The writing itself isn’t necessarily brilliant, unless you are a fan of writing that feels like you’re sitting at a bar and both Bill and you are onto your fourth beer and he can really open up about something a little nuts without being shouted down (“I’ve got this idea…” [swigs beer] “Yeah, mate.. that’s right, that’s RIGHT!”). But it’s the ‘How‘ in this that sticks out like a lighthouse. He’s not just talking about what happened by just repeating stats and quotes. He’s talking about the unseen forces that have shaped two men and defined the NFL’s rise from big time sport to behemoth. He’s talking about a team widely regarded as the best team of the past decade as having faults and failings that have kept them from greater success BECAUSE THE QB HAS THREE OLDER SISTERS!
It’s a piece of writing that must have taken a decent amount of time to write, but much longer to formulate in his head. It’s something that must have been banging around in Bill’s brain prior to the email landing in his inbox.
And it ends with Bill giving his tip for the upcoming game. In the end it’s an amazing insight into NFL masquerading as footy tipping.
Do our media outlets allow for this sort of writing? Do they encourage it? Or has the slow decline of print shackled our writers into repeating the status quo? Sure, there are writers who go above and beyond, like Martin Flanagan, but Martin isn’t writing this sort of stuff often, reserving his best for occasional longer form and books.
There’s irony in that I don’t know enough to be able to define the ‘why’ for this. But I do believe that without a change that sports writing in this country won’t be the savior of the written media.

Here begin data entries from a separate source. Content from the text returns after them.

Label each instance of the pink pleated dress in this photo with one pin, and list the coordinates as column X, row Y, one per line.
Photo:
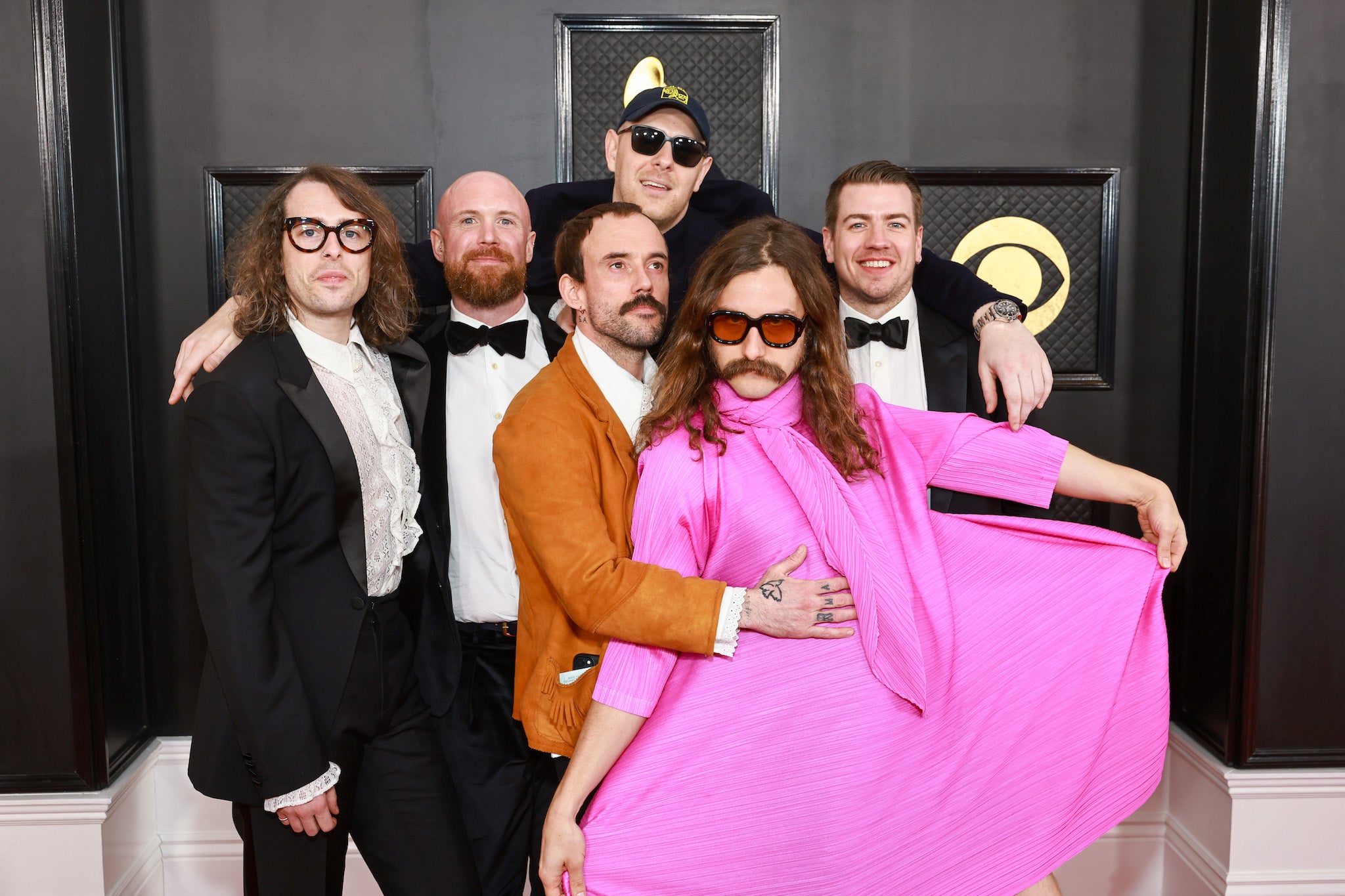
column 1002, row 704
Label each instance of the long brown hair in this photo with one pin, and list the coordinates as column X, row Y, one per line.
column 257, row 269
column 686, row 377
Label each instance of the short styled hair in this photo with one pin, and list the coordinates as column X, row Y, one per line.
column 256, row 264
column 569, row 242
column 873, row 172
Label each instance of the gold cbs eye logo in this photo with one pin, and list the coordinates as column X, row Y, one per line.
column 1007, row 249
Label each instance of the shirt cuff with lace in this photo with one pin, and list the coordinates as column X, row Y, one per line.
column 305, row 793
column 731, row 612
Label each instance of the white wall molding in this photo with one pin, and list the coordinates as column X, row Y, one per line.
column 1252, row 832
column 1208, row 830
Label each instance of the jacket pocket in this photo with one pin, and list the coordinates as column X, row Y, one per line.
column 567, row 704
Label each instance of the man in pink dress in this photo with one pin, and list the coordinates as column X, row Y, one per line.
column 1005, row 702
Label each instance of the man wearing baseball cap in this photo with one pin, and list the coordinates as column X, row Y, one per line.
column 659, row 155
column 661, row 160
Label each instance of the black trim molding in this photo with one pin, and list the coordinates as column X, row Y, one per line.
column 91, row 292
column 1237, row 187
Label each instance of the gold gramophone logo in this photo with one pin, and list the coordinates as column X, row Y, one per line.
column 649, row 73
column 1012, row 264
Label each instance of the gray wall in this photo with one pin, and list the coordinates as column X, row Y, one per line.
column 34, row 666
column 471, row 85
column 1302, row 658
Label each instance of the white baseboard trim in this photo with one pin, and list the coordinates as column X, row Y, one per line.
column 1281, row 829
column 152, row 834
column 1184, row 847
column 141, row 878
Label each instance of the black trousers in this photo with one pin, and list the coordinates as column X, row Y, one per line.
column 395, row 796
column 505, row 785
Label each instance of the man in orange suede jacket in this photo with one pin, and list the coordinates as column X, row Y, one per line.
column 567, row 471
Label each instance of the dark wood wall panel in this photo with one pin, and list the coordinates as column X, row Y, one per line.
column 1301, row 683
column 1259, row 672
column 76, row 51
column 34, row 664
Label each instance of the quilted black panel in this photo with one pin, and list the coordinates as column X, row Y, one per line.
column 1079, row 511
column 721, row 69
column 1071, row 213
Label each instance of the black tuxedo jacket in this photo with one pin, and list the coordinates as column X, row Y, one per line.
column 276, row 530
column 951, row 385
column 437, row 648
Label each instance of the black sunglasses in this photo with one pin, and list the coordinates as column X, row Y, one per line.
column 310, row 234
column 778, row 331
column 648, row 141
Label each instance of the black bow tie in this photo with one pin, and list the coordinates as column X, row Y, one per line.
column 506, row 339
column 861, row 332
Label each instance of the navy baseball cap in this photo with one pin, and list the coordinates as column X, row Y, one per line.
column 673, row 97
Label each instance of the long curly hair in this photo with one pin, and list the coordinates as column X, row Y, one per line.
column 684, row 394
column 256, row 265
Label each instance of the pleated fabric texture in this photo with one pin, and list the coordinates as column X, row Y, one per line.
column 1002, row 704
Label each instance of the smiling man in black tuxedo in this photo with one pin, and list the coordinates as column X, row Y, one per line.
column 305, row 553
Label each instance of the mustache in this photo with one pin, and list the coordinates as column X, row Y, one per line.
column 499, row 254
column 763, row 367
column 643, row 300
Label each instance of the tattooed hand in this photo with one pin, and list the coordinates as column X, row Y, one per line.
column 786, row 608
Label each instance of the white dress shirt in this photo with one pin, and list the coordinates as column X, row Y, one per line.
column 358, row 382
column 479, row 389
column 631, row 399
column 894, row 373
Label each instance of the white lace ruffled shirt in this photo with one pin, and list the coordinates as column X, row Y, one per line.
column 359, row 385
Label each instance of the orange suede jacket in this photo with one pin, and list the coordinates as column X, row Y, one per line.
column 568, row 486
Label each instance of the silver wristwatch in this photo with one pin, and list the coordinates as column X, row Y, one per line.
column 1001, row 310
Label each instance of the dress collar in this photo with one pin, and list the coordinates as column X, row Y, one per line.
column 779, row 409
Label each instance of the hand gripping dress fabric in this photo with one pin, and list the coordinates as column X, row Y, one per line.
column 1002, row 704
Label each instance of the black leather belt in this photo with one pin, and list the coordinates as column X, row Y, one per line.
column 490, row 631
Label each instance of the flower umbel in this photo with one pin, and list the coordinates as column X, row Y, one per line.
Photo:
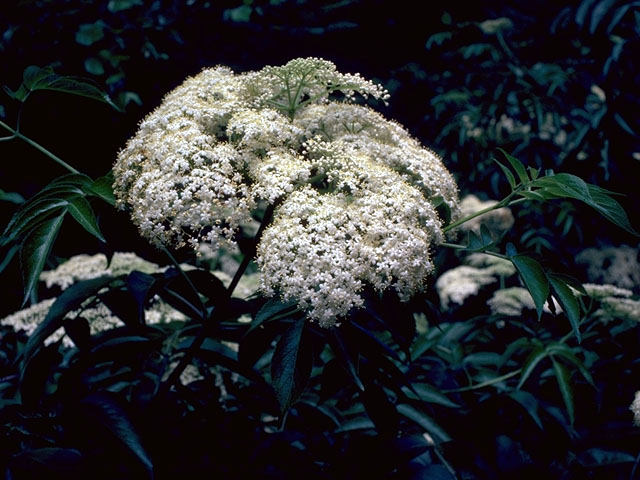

But sites like Grantland and its newest incarnation The Ringer have shown that there’s another path that can be taken, and perhaps it leads somewhere more interesting and maybe even to something more prosperous.
And like the Dogs this past weekend, maybe the person to lead a team that has suffered for so long without reaching greatness is Bob Murphy. Look beyond the medal handed from coach to captain and read his pre-match article from The Age…
Maybe Bob will lead us all to the promised land. And when we get there we will all know why, not just how, we got there.